If you take Remicade (infliximab), Humira (adalimumab), Cimzia (certolizumab), or Simponi (golimumab), you’re taking an anti-TNF biologic.

With Crohn’s disease, your immune system sends too many white blood cells to the gastrointestinal (GI) tract, which triggers inflammation. Another way that biologics target inflammation is by addressing the issue of having too many white blood cells in the GI tract.

Entyvio (vedolizumab) and Tysabri (natalizumab) work this way. They stop white blood cells from entering the stomach. This blocking action keeps the white blood cells away from the gut, where they would otherwise cause inflammation. In turn, this allows the area to heal.

Biologics can target other pathways in the body that lead to inflammation. Stelara (ustekinumab) is an interleukin inhibitor. It targets two specific proteins that are thought to cause inflammation. People with Crohn’s have higher levels of these proteins in their bodies.

By targeting these proteins, Stelara blocks inflammation in the GI tract and decreases symptoms of Crohn’s disease.

It’s normal to have good days and bad days when you have Crohn’s, so how do you know whether you’re in remission and not just having several good days?

Clinical remission is when you’ve gone for an extended period of time, usually for a year or more, without having to deal with any symptoms.

Most people taking medication from Crohn’s are monitored by their doctor for both medication side effects and biomarkers of inflammation. If you’ve been symptom-free for 6 months to 1 year and your doctor hasn’t detected any rising levels in routine lab tests, you’re in clinical remission.

Biologics keep you in remission by blocking your immune system’s overactive inflammation response. While it’s possible to experience flare-ups for no apparent reason while taking a biologic, certain lifestyle factors increase the likelihood of remission via their ties to heightened inflammation in the body:

Managing your stress levels, maintaining a nutrient-dense diet, avoiding personal food triggers, staying active, taking your medication as prescribed, and communicating openly with your doctor are all habits that can increase the likelihood of prolonged remission.

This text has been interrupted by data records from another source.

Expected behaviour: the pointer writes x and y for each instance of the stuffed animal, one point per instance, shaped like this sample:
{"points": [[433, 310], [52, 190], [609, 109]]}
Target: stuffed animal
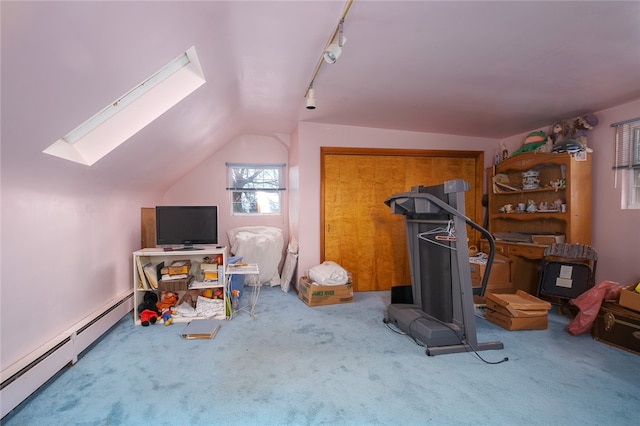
{"points": [[147, 310], [576, 129], [532, 142], [557, 133], [168, 299], [581, 126], [190, 297]]}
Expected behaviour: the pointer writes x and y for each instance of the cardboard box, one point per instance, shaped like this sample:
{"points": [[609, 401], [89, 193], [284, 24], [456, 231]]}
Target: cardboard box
{"points": [[629, 298], [317, 295], [547, 239], [520, 304], [500, 272], [516, 323]]}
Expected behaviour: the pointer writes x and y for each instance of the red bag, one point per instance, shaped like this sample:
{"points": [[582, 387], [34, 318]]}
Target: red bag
{"points": [[589, 304]]}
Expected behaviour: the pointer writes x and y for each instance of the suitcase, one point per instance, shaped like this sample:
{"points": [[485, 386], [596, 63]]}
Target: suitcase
{"points": [[564, 279], [618, 326]]}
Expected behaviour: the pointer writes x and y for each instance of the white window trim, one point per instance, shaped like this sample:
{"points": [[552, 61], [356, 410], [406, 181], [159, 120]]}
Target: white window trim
{"points": [[259, 192], [627, 161]]}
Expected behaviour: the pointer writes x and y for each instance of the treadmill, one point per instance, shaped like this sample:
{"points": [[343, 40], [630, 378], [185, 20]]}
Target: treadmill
{"points": [[441, 316]]}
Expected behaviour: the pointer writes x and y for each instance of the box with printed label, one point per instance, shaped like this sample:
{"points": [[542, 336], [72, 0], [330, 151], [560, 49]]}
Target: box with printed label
{"points": [[315, 295], [630, 298]]}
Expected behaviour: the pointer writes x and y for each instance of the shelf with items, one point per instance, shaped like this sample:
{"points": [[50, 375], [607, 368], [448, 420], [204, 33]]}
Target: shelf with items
{"points": [[188, 284], [557, 198], [558, 186]]}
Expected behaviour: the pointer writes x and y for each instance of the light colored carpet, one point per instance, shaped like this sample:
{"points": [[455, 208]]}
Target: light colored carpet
{"points": [[337, 365]]}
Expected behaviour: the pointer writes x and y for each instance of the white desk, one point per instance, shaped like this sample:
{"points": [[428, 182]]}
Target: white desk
{"points": [[252, 270]]}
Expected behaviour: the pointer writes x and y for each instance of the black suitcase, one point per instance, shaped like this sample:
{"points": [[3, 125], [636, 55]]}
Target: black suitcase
{"points": [[564, 279], [618, 326]]}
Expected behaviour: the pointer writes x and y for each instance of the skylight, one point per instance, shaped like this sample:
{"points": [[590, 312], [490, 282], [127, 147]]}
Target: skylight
{"points": [[130, 113]]}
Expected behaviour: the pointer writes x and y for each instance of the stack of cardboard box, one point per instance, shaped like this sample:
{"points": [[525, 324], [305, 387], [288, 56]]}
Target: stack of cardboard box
{"points": [[519, 311], [499, 280], [315, 295]]}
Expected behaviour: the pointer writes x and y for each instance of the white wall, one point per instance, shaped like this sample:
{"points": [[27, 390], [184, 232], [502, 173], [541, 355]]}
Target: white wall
{"points": [[615, 232], [65, 253], [312, 136], [207, 183]]}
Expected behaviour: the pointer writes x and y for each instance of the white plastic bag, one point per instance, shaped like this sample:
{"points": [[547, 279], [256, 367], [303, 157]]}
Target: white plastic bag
{"points": [[329, 273]]}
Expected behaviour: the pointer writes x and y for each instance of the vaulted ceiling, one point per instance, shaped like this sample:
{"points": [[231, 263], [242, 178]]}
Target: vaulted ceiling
{"points": [[488, 69]]}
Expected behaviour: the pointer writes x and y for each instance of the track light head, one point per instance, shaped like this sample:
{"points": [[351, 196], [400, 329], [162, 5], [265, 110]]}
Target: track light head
{"points": [[311, 99], [334, 50], [332, 53]]}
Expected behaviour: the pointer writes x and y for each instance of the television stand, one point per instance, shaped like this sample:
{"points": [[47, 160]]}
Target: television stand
{"points": [[185, 248]]}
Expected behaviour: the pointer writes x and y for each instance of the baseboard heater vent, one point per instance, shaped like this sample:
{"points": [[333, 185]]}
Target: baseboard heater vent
{"points": [[26, 376]]}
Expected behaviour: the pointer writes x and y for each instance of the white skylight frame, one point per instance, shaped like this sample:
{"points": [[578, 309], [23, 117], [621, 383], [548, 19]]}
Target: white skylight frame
{"points": [[131, 112]]}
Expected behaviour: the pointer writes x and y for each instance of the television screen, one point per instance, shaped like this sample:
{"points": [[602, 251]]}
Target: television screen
{"points": [[186, 225]]}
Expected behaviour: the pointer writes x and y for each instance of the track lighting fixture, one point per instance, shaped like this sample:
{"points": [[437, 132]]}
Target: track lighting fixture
{"points": [[334, 50], [330, 55], [311, 98]]}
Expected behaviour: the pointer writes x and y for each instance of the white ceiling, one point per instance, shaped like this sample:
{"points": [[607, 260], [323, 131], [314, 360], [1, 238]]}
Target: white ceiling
{"points": [[489, 69]]}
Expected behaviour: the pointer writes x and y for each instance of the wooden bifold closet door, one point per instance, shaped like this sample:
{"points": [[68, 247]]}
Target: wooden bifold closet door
{"points": [[358, 230]]}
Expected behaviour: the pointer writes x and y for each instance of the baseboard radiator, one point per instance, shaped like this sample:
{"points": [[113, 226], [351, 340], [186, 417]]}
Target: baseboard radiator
{"points": [[24, 377]]}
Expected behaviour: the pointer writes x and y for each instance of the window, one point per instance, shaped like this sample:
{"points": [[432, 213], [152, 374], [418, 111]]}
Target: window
{"points": [[130, 113], [255, 188], [627, 159]]}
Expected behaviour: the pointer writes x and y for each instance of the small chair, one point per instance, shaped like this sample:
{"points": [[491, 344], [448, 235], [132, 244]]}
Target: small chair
{"points": [[567, 271]]}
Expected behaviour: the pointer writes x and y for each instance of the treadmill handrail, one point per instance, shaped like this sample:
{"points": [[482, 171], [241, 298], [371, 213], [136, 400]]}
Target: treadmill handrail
{"points": [[443, 205]]}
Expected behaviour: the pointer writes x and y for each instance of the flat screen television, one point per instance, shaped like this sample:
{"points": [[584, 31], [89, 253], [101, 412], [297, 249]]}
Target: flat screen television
{"points": [[186, 225]]}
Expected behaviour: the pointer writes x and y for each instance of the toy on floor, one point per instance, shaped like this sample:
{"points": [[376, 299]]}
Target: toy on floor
{"points": [[147, 310], [167, 316]]}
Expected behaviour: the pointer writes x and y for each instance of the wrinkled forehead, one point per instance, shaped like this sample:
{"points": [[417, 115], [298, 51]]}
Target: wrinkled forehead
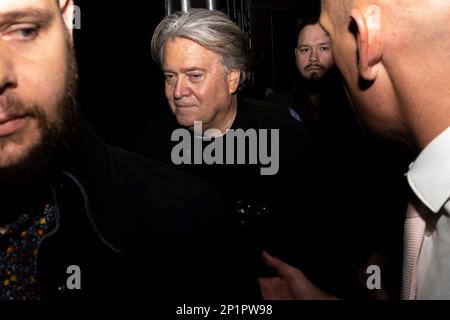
{"points": [[313, 34], [16, 5]]}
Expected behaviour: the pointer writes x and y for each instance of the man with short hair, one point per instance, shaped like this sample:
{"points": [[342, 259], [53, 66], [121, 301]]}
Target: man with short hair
{"points": [[401, 92], [203, 55], [79, 218]]}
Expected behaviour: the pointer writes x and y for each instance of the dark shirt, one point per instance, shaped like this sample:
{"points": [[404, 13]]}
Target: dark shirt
{"points": [[18, 254], [261, 209]]}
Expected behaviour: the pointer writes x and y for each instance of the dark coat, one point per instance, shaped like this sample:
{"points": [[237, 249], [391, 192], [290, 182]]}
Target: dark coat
{"points": [[283, 195], [136, 228]]}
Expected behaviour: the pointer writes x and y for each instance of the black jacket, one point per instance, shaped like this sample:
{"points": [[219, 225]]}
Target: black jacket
{"points": [[283, 195], [136, 228]]}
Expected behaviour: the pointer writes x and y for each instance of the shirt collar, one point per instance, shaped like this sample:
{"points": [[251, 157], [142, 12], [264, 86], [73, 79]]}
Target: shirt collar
{"points": [[429, 175]]}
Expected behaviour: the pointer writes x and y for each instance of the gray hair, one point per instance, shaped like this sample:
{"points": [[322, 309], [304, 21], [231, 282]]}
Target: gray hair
{"points": [[212, 29]]}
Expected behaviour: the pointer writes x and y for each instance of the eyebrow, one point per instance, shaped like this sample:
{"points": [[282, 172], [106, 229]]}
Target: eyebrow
{"points": [[187, 70], [34, 13]]}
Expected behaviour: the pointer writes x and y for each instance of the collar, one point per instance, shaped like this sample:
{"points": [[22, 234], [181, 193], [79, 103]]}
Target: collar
{"points": [[429, 175]]}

As their name suggests, biosimilars are near-identical copies of an already approved biologic. They’re taken the same way as the original drug and have the same safety and effectiveness.

These Food and Drug Administration (FDA)-approved alternatives were designed to increase access to medications and potentially lower healthcare costs through competition.

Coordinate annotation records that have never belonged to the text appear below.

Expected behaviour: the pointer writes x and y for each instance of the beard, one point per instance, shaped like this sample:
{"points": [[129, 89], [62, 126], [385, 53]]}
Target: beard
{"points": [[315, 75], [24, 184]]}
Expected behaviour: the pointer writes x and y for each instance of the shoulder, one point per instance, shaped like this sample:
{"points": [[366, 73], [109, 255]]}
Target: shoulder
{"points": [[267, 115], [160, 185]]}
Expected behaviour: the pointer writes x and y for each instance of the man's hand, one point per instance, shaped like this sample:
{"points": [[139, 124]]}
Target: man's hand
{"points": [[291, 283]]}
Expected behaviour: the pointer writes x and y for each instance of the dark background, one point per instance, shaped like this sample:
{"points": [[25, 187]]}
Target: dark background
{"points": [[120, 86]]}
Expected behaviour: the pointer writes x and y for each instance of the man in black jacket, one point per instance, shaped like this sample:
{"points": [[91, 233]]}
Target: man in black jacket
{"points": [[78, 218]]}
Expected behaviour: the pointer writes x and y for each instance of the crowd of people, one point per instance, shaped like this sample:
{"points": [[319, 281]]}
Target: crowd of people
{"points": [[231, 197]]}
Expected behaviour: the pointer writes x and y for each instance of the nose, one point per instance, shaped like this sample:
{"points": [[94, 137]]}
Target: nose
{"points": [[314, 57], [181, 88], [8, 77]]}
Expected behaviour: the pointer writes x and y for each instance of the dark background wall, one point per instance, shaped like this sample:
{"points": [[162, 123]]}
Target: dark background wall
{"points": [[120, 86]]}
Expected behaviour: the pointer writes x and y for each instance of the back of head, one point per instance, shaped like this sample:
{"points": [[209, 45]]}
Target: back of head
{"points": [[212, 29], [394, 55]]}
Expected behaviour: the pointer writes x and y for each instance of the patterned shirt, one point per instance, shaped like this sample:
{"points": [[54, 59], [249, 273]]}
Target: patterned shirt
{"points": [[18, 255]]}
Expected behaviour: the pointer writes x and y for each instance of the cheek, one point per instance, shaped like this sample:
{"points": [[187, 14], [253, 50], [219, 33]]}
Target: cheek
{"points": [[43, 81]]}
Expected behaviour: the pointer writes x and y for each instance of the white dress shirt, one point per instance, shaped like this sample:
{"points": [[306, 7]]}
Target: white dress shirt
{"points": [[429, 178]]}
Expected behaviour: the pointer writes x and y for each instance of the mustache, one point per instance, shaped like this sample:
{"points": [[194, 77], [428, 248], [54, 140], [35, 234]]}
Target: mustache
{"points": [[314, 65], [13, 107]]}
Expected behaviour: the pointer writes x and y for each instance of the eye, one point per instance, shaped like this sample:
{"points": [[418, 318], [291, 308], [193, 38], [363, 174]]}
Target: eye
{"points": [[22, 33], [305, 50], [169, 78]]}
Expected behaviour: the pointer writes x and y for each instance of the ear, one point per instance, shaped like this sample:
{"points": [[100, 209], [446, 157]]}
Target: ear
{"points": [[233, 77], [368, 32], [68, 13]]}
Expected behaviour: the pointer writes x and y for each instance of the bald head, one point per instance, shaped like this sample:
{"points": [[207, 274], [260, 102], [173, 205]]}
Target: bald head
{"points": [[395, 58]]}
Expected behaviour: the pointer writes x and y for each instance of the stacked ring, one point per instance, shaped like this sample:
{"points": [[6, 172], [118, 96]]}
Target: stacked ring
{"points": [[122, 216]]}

When taken as prescribed, it’s possible that your biologic can help put your Crohn’s disease into remission. However, because of how personalized Crohn’s can be in terms of triggers, flare severity, and medication effectiveness, it’s not a guarantee.

Adhering to helpful lifestyle choices, working with your doctor to find a biologic that works for your system, and giving it time to do its job can increase your chances of long-term clinical remission.